Мы не могли многого сказать при таком общении, нас вынуждали быть сдержанными, прибегать к обинякам и эвфемизмам. Все больше о погоде и здоровье, никаких имен, множество диетических советов. Главное было слышать голос, уверяя таким непосредственным способом друг друга во взаимном существовании. То было несемантическое общение, и нет ничего удивительного в том, что я не помню подробностей, за исключением отцовского ответа на третий день пребывания матери в больнице.
«Как Мася?» — спросил я. «Знаешь, Маси больше нет, вот так», — сказал он. «Вот так» оказалось здесь потому, что и в этом случае он попытался прибегнуть в эвфемизму.

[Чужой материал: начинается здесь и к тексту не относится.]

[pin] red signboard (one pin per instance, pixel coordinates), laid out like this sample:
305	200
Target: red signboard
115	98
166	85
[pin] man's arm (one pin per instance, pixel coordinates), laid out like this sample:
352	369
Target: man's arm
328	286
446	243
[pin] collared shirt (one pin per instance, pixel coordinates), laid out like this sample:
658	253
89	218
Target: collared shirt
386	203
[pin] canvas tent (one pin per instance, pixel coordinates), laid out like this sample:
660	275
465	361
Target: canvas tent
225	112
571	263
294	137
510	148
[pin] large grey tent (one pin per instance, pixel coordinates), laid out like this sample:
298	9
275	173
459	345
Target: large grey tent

Или вот еще ключ, выброшенный на поверхность моего сознания: продолговатый, из нержавеющей стали ключ, плохо приспособленный для наших карманов. но хорошо помещавшийся в сумке матери. Ключ открывал нашу высокую белую дверь, и не понимаю, почему я вспоминаю о нем сейчас, когда места этого больше нет. Не думаю, что здесь скрыта некая эротическая символика, ибо он существовал у нас в трех экземплярах. Если на то пошло, мне непонятно, почему я вспоминаю морщины на отцовском лбу и подбородке или красноватую, слегка воспаленную левую щеку матери (она называла это вегетативным неврозом), ибо ни этих черт, да их носителей больше нет на свете. Только их голоса в целости и сохранности живут в моем сознании: потому, наверное, что в моем голосе перемешаны их голоса, как в моих чертах — их черты. Остальное — их плоть, их одежда, телефон, ключ, наше имущество и обстановка — утрачено и никогда не вернется, как будто в полторы наши комнаты угодила бомба. Не нейтронная бомба, оставляющая невредимой хотя бы мебель, но бомба замедленного действия, разрывающая на клочки даже память. Дом еще стоит, но место стерто с лица земли, и новые жильцы, нет — войска оккупируют его: таков принцип действия этой бомбы. Ибо это война замедленного действия.